Among such rug pulls is the OneCoin case, in which customers may have lost $15 billion. AnubisDAO ($58M), Uranium Finance ($50M), DeFi100 ($32M), Meerkat Finance ($31M), Snowdog DAO ($30M), and StableMagenet ($22M) are some of the other companies. Investors who invested money in these projects face unimaginable stress and financial losses.
The purpose of identity actors on the dark web is primarily to swindle investors rather than to give buyers freedom or privacy. The unfortunate truth is that investors lack the knowledge necessary to assess the reliability of the project’s developers. It is even more tragic that the majority of KYC compliance approaches now in use by most platforms are too inexperienced to distinguish between fraudulent and real identities.
False identities can have very serious repercussions, fraudulent users can get around their verification process, utilize these identities to deceive and swindle more investors, and offenders can escape punishment for their crimes.
Common cryptocurrency frauds
Since cryptocurrencies are unregulated, anonymous, and irreversible, they are the preferred method of payment.
Scams involving investments: False managers lure victims in with promises of huge returns on cryptocurrency investments only to take their money once they’ve “invested” it.
Pump and dump: Scammers use promises of rapid price increase to inflate the value of new digital assets, which are worthless by nature. By purchasing the coins, investors buy into the fantasy. The fraudsters later sell their interest, leaving the investors with worthless coins.
Phishing scams include harmful links to phony websites offering large returns on investment or user credentials being stolen in order to withdraw money from their wallets.

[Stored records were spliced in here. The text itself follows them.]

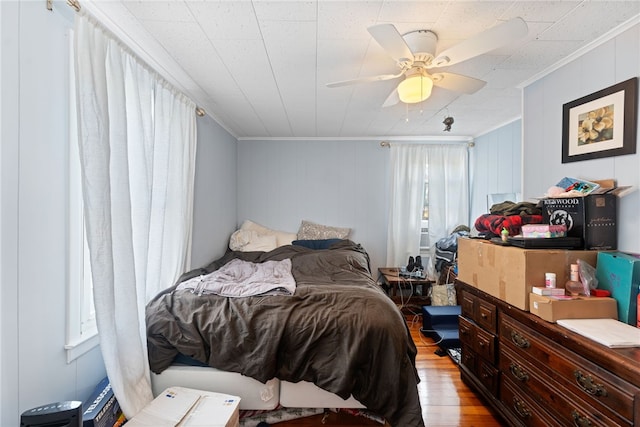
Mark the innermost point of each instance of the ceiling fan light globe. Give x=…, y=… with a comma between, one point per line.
x=415, y=89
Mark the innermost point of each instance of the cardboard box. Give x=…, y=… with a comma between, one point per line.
x=510, y=273
x=188, y=407
x=619, y=273
x=592, y=218
x=102, y=409
x=551, y=309
x=541, y=290
x=541, y=231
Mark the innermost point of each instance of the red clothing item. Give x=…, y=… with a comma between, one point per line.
x=513, y=223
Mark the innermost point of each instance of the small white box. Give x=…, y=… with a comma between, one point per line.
x=179, y=406
x=541, y=290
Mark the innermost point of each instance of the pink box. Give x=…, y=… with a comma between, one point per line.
x=543, y=230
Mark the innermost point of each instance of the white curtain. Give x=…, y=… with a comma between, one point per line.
x=447, y=167
x=448, y=191
x=137, y=140
x=408, y=169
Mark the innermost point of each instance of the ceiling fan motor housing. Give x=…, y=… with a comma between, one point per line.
x=423, y=45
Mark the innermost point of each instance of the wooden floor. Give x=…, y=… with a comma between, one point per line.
x=446, y=400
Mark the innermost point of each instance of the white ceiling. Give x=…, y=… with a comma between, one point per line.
x=260, y=67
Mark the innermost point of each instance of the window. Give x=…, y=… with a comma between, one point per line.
x=424, y=229
x=82, y=332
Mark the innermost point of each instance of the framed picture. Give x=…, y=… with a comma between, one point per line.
x=602, y=124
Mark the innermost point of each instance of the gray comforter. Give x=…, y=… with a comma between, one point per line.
x=339, y=330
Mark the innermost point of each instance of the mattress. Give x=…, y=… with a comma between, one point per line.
x=308, y=395
x=253, y=394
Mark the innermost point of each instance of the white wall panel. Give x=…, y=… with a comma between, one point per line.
x=496, y=166
x=338, y=183
x=214, y=206
x=35, y=137
x=612, y=62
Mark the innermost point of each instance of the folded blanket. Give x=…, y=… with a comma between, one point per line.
x=239, y=278
x=513, y=223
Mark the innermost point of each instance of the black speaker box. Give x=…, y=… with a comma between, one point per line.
x=59, y=414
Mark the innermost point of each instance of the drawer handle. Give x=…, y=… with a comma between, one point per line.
x=579, y=420
x=518, y=372
x=521, y=408
x=587, y=384
x=519, y=340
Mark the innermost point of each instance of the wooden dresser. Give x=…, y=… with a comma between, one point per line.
x=536, y=373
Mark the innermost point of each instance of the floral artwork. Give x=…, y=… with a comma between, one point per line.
x=602, y=124
x=596, y=125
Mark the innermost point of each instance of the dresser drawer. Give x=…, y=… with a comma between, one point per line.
x=522, y=407
x=466, y=331
x=467, y=305
x=604, y=391
x=486, y=315
x=480, y=311
x=553, y=396
x=489, y=375
x=469, y=359
x=479, y=340
x=486, y=345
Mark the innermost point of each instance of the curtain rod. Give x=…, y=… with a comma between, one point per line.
x=75, y=4
x=387, y=144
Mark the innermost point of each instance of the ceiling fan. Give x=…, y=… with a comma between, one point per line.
x=415, y=55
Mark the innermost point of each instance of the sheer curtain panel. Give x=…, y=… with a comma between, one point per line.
x=137, y=143
x=408, y=167
x=448, y=190
x=447, y=166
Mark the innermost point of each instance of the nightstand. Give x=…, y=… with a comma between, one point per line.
x=409, y=293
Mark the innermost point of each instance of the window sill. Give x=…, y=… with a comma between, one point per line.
x=81, y=346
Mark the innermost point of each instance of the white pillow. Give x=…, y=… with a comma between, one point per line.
x=282, y=237
x=261, y=243
x=250, y=240
x=312, y=231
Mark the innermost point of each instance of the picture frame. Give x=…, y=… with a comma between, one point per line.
x=602, y=124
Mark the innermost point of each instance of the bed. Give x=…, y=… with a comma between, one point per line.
x=338, y=333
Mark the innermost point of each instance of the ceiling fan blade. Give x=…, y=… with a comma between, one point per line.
x=457, y=82
x=390, y=39
x=392, y=99
x=484, y=42
x=364, y=80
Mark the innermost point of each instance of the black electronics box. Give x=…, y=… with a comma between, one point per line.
x=102, y=409
x=592, y=218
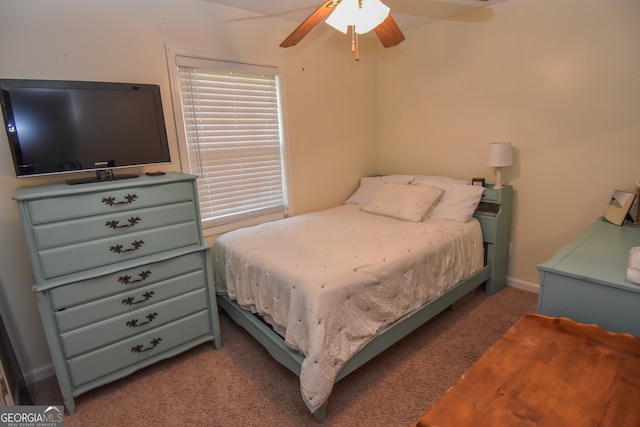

Ponzi schemes are organized investment methods that employ money from new participants to pay out money to previous investors. When the system inevitably collapses, the dishonest developers disappear with the money from investors.
The target audience for mining opportunities is typically inexperienced investors who are unfamiliar with blockchain technology. With the promise of substantial mining profits, the investors are persuaded into acquiring mining software and gear that is operated remotely.